Network implants are another type of rogue device. As network implants sit on the Physical Layer, they run under the radar of existing network security solutions. This includes NAC, thereby going completely undetected (Moving Beyond NACs). Again, whether you’re connecting to a WiFi hotspot for work purposes or not, one of the major BYOD security risks is how vulnerable it is to an attack. With no protection against network implants, you cannot be sure that the access point (AP) is secure. Acting as a man-in-the-middle, the network implant enables the perpetrator to intercept traffic, inject data packets, and even exfiltrate data, all without the victim knowing.
BYOD Security Solutions
Navigating BYOD security risks can be managed through a stringent BYOD policy. A BYOD policy with strict rules can regulate the use of BYODs by restricting which devices can be used, as well as where and how, through an Acceptable Use Policy. Furthermore, a BYOD policy can address the issue of insufficient security by requiring BYODs to have specific security measures in place. Although such measures will not be able to detect the presence of a rogue device, they can reduce the damage a hardware attack can cause. Anti-malware software, for example, can notify the user when malware has been detected. This allows a remediation process to come into effect quicker than if the software were not in place. Policies, however, are ineffective if not enforced properly which is, in itself, a challenge.

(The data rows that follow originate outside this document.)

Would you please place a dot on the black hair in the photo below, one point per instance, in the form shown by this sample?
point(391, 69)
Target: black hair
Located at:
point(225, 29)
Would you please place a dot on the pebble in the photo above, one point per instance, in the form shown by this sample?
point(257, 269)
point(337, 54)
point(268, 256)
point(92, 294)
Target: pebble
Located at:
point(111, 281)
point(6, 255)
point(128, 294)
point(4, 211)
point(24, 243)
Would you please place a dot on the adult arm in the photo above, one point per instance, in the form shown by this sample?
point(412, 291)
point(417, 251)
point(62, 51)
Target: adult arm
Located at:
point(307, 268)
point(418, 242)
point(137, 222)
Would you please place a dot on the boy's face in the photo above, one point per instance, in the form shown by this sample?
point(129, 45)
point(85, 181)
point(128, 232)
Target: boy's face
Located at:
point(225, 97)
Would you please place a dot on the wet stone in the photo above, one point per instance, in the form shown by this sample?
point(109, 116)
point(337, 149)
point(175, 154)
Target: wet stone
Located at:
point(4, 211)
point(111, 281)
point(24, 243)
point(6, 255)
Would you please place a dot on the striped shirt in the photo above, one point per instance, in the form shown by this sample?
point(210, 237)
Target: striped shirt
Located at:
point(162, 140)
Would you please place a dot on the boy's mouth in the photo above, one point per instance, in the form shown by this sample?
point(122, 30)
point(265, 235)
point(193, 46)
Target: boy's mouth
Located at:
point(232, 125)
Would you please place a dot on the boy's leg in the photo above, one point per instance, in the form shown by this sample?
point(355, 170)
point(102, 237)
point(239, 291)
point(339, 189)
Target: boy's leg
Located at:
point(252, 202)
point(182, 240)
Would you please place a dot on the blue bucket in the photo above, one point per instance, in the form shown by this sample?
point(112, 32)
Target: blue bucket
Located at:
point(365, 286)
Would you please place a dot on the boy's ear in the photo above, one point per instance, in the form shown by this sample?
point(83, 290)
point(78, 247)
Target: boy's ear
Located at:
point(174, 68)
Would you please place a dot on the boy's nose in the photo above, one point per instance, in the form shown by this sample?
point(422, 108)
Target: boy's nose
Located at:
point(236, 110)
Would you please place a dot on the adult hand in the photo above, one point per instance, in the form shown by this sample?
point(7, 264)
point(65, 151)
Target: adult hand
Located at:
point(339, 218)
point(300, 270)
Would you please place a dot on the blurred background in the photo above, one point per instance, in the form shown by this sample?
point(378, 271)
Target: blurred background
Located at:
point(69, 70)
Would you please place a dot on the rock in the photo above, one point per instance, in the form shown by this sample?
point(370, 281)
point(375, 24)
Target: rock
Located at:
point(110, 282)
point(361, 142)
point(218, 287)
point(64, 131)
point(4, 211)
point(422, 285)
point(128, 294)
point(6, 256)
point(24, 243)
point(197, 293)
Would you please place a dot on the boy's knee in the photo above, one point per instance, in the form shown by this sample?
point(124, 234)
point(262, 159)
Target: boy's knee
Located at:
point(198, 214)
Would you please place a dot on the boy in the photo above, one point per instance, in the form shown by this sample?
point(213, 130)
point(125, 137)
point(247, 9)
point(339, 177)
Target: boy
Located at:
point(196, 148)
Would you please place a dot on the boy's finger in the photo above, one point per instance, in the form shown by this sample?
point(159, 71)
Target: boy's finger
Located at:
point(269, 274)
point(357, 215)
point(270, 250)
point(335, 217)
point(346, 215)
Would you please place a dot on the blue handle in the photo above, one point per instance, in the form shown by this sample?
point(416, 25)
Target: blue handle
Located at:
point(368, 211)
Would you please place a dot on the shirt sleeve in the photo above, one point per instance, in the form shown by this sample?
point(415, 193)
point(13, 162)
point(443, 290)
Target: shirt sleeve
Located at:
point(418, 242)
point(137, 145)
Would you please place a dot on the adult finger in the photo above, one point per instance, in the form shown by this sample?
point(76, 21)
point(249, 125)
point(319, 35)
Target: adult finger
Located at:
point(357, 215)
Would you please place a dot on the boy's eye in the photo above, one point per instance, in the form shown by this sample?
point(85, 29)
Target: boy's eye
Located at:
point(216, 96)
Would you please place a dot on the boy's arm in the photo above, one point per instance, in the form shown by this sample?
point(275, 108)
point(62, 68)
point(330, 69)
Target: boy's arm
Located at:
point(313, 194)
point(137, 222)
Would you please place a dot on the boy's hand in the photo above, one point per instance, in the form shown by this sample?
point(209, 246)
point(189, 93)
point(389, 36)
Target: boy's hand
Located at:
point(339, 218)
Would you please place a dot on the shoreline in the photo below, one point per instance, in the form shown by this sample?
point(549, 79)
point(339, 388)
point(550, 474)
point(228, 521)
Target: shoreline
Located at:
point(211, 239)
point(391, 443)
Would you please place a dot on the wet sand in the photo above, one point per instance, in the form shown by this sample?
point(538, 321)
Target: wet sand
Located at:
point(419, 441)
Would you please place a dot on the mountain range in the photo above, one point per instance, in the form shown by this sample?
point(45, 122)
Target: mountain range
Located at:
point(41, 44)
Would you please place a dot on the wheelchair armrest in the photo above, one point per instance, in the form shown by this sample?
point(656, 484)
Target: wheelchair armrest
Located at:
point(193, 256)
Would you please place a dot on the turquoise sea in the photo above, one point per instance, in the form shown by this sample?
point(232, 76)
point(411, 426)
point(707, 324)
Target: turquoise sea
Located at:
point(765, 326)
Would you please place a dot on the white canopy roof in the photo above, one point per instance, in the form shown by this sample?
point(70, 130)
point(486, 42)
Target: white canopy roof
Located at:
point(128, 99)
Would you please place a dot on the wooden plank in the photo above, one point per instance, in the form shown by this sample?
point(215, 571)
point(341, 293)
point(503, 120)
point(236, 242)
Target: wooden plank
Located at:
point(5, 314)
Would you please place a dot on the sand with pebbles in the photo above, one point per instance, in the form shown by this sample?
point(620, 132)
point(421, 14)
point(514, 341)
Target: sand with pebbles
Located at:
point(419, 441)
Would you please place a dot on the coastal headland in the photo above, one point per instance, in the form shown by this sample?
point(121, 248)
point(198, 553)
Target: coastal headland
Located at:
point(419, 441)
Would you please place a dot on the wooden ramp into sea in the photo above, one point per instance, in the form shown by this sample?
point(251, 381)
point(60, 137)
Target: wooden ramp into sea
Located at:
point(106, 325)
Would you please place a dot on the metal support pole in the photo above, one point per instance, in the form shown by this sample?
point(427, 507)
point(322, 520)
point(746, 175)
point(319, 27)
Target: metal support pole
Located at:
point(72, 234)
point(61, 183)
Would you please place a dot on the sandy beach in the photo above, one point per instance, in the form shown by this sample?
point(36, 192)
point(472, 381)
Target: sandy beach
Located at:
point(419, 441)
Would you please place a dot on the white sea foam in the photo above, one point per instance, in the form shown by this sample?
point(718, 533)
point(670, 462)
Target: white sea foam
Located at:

Addressing BYOD security risks, hardware attacks often capitalize on the negligence of employees during the connection process. One of the vulnerabilities that hardware attack exploits is the carelessness of employees when connecting. This applies whether they are attaching a peripheral to their endpoint or linking their endpoint to a network. Enhancing employee awareness of such attacks will, hopefully, make them more cautious when connecting. This, however, is not a full proof solution. As attackers use extremely deceitful social engineering techniques that even some of the most highly trained professionals fail to recognize (Internal Threats).
In the context of BYOD security risks, Sepio’s platform (HAC-1) provides the perfect solution to the security problems associated with BYODs. Using its unique in-depth probing capabilities, Sepio’s solution provides detailed Hardware level visibility and verification for IoT/OT/IT devices across the network and peripheral infrastructure, whether the device is managed, unmanaged or hidden. By covering unmanaged devices, Sepio enables the enforcement of Zero Trust on BYODs when applicable.
Furthermore, the solution’s policy enforcement mechanism enables Hardware Access Control by enforcing a strict, or more granular, set of rules based on the device’s characteristics. And, importantly, Sepio instantly detects any devices which breach the pre-set policy, automatically instigating a mitigation process to block the device, thus preventing malicious actors from successfully carrying out an attack. And, with BYODs providing so many entry points for attackers, it is essential to have a solution in place that detects an attack, no matter where it comes from.